Ari bergeming dalam pelukan Tomi. Awalnya ia kesal. Namun saat diperlakukan seperti ini oleh Tomi, membuat tingkat kekesalannya sedikit menurun. Pelukan Tomi memang paling bisa membuat pertahanan Ari runtuh dan lenyap begitu saja saat wajahnya merasakan dada bidang Tomi, juga mencium aroma tubuh Tomi yang menenangkan baginya.
Sial! Mungkin Ari sudah terlalu sayang sama cowok yang kini menyadang status sebagai kekasihnya itu.
"Aku nggak suka kamu pergi dariku. Aku juga gak suka saat kamu deket-deket sama temennya Titi waktu itu."
Ucapan Tomi yang sedemikian membuat Ari merasa dibutuhkan. Rasa aman dan nyaman menyelimuti hatinya saat tangan Tomi mengelus-elus rambutnya. Namun tubuhnya masih mematung.
"Aku kesal, aku marah, aku... cemburu saat kamu ngasih perhatian sama temennya Titi. Walaupun aku tahu kalau perilakumu itu cuma kamu buat-buat. Tapi tetep aja. Sakit rasanya pas kamu nyuekin aku."
Sungguh, Ari merasa bersalah sekarang mendengar suara Tomi yang agak serak dan berat, namun begitu tulus di telinganya. Dan kini, ia mulai memberanikan dirinya untuk balas memeluk cowok yang mendekapnya lebih dulu itu. Ia menarik napasnya dalam-dalam, menikmati setiap udara yang beraroma tubuh Tomi melewati hidungnya.

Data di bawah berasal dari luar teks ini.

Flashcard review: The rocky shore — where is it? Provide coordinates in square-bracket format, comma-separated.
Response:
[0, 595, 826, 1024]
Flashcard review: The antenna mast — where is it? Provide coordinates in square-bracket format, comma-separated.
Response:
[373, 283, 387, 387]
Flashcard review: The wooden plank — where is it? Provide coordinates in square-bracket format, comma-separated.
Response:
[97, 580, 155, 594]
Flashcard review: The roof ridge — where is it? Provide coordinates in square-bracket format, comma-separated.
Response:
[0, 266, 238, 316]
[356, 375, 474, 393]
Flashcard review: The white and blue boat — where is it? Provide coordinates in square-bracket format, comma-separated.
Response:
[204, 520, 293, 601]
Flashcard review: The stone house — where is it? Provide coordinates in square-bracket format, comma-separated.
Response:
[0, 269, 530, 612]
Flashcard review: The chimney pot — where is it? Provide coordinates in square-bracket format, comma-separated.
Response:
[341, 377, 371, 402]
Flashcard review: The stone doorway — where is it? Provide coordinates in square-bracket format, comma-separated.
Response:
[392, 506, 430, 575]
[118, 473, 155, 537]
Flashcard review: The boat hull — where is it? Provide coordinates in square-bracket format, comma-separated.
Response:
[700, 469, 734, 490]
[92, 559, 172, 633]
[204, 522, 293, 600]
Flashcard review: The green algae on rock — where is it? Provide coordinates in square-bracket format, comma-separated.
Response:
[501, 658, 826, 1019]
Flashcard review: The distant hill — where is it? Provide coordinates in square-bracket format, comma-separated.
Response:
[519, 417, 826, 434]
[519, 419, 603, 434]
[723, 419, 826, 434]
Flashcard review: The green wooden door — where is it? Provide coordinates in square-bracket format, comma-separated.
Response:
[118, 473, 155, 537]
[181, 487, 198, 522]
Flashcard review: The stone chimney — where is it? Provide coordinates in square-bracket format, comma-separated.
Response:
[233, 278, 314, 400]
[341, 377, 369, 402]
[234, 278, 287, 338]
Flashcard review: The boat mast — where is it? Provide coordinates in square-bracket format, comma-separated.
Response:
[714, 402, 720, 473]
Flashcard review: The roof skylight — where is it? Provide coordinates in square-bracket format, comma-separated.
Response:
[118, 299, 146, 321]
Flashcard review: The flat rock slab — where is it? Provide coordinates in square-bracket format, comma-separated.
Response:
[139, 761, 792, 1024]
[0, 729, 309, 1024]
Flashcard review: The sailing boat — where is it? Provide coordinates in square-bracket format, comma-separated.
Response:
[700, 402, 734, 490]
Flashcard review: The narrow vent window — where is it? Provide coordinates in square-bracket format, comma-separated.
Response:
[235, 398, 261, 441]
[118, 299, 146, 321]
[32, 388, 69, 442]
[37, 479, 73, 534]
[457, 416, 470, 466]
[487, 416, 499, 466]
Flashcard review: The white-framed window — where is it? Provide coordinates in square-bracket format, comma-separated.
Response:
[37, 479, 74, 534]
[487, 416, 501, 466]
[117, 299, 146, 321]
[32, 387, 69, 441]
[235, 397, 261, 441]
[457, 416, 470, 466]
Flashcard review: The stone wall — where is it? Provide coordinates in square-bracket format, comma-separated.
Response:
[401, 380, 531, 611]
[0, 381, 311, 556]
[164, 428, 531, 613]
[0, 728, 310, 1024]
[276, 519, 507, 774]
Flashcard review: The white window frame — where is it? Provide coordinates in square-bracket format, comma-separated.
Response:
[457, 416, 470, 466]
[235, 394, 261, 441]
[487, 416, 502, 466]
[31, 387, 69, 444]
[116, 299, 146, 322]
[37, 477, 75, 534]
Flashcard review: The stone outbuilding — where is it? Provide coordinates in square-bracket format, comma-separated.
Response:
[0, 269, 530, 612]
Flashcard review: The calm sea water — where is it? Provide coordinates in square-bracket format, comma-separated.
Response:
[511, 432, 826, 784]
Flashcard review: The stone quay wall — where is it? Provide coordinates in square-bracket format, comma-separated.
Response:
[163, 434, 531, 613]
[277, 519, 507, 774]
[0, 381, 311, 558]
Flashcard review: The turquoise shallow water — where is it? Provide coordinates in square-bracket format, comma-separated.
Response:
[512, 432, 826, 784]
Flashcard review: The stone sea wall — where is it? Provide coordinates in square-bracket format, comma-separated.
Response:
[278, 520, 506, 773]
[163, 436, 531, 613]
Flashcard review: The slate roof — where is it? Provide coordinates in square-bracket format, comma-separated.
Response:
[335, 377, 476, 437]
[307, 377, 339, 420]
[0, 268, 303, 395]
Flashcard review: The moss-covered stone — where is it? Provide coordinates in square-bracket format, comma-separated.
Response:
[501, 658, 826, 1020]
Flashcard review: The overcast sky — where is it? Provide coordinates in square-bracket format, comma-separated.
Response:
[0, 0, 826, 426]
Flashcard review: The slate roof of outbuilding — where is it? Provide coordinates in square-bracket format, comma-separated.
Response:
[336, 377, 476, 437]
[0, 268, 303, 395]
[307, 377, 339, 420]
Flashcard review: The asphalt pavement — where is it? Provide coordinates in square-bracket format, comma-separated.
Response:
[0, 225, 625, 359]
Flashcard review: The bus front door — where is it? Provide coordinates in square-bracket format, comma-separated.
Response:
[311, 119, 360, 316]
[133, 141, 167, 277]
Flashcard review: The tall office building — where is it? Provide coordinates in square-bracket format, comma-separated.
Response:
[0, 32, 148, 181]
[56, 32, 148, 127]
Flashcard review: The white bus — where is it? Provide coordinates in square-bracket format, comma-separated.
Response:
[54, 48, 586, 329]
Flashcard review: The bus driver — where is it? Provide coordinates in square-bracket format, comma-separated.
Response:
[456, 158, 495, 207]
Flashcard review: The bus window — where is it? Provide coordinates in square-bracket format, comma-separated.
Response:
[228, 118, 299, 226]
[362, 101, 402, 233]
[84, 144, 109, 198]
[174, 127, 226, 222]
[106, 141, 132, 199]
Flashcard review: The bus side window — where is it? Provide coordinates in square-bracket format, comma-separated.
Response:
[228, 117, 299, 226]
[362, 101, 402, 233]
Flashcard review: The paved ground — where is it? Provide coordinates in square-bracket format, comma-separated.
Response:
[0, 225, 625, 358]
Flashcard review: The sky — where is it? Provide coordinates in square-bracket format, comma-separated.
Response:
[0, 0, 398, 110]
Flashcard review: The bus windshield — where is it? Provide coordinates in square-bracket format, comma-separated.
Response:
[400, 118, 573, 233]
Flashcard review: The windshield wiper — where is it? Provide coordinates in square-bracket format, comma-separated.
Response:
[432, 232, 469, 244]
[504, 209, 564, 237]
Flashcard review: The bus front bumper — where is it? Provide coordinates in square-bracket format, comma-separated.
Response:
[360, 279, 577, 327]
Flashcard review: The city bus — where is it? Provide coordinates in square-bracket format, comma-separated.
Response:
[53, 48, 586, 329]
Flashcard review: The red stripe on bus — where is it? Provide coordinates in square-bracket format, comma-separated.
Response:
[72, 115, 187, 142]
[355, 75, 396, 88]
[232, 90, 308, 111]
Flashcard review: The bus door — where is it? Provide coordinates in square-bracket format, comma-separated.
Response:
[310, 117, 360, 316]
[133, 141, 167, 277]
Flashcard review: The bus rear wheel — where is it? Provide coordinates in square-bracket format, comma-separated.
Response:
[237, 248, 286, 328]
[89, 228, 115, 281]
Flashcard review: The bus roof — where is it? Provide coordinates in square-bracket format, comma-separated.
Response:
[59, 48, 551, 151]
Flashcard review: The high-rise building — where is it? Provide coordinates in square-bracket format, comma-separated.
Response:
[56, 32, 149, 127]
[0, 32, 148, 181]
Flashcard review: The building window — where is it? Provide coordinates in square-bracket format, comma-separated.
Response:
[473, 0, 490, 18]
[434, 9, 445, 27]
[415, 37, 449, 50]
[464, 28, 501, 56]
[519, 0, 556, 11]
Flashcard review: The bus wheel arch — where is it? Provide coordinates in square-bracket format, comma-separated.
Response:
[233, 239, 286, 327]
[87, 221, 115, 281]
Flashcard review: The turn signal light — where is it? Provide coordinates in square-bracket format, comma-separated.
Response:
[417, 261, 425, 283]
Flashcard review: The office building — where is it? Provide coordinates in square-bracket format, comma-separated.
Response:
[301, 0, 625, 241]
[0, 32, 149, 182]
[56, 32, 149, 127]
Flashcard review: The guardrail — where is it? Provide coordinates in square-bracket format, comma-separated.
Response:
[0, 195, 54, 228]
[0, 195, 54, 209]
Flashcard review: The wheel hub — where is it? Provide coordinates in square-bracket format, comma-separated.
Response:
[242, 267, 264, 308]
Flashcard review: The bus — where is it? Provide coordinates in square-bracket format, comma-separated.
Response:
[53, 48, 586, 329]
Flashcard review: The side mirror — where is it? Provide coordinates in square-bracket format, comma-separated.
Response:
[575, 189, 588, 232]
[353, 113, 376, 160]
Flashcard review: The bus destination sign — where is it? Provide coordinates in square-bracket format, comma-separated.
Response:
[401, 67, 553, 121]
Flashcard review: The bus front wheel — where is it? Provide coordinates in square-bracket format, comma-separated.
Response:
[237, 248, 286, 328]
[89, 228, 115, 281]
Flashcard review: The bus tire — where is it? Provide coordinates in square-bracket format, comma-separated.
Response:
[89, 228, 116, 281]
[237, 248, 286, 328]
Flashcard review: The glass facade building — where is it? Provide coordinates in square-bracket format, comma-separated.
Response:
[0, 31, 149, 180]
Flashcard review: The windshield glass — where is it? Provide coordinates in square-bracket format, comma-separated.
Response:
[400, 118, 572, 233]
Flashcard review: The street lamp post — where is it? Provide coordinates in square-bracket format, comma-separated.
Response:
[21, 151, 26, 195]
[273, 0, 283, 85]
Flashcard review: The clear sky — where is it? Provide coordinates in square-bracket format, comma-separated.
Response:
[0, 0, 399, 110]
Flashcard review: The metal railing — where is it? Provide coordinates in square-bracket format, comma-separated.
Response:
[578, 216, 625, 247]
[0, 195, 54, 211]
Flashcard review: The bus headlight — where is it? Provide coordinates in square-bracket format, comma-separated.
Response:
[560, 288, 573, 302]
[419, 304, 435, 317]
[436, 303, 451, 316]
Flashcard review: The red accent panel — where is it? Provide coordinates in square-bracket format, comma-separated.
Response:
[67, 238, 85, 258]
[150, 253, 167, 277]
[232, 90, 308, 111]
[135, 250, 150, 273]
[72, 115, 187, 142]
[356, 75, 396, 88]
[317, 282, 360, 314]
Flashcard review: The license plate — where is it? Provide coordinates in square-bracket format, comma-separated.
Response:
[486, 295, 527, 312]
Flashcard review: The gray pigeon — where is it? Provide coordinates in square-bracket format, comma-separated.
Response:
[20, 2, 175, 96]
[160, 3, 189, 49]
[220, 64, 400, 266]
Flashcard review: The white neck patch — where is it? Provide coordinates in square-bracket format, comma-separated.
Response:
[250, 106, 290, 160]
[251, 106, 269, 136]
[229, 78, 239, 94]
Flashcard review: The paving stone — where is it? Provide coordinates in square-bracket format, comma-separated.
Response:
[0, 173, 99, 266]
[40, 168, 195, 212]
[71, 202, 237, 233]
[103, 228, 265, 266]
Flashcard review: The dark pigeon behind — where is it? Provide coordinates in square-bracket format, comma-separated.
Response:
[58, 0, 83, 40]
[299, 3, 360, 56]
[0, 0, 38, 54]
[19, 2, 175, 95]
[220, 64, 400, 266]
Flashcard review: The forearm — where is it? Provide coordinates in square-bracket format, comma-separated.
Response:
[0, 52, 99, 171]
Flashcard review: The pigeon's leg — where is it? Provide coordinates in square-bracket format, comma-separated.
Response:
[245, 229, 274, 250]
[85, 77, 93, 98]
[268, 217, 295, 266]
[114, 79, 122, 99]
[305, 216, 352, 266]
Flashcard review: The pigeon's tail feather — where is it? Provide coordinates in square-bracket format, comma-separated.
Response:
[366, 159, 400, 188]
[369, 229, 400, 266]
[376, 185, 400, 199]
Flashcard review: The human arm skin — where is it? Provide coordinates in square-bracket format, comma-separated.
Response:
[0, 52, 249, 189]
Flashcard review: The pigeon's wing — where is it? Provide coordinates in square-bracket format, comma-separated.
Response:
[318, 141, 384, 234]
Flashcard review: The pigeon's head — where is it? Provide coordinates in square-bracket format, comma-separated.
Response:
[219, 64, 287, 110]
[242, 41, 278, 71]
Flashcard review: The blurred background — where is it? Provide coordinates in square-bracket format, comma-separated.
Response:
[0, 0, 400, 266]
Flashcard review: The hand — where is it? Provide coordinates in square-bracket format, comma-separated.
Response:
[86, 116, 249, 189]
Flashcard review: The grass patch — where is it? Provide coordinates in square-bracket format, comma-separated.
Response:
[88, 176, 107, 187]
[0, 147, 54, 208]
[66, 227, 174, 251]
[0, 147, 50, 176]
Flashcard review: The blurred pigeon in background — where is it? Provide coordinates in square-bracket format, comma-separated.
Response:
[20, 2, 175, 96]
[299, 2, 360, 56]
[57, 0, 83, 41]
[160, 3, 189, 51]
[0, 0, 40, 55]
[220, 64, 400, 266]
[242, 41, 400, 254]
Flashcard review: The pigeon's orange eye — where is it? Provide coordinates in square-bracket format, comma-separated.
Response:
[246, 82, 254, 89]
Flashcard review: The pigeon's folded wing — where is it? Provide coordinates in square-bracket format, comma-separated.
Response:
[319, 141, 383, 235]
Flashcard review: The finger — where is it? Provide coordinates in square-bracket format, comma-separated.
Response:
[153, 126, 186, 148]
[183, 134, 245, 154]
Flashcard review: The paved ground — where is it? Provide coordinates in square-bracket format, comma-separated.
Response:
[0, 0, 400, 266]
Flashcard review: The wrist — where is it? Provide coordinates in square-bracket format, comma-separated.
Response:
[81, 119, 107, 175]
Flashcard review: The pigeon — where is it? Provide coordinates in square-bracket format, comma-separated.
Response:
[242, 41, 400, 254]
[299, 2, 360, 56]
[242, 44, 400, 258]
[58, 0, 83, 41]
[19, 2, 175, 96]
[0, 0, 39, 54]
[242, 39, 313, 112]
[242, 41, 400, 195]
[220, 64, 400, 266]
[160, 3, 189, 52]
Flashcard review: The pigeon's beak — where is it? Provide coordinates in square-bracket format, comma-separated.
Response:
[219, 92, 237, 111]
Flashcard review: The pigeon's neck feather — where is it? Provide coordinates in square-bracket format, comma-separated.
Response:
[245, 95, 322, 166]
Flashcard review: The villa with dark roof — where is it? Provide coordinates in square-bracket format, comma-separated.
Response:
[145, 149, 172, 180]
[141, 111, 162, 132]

"Aku nggak punya maksud apa-apa saat ngajak Geraldine tadi. Dan aku juga gak punya maksud buat bikin kamu cemburu atau badmood. Bahkan tadi aku juga masih ngasih perhatian sama kamu.
Cuma..... sedikit aja, aku pengen ngerasain apa yang aku rasain saat aku cemburu. Mungkin kamu biasa aja ngerasain cemburu, soalnya aku masih tetep ngasih perhatianku ke kamu tadi di sana.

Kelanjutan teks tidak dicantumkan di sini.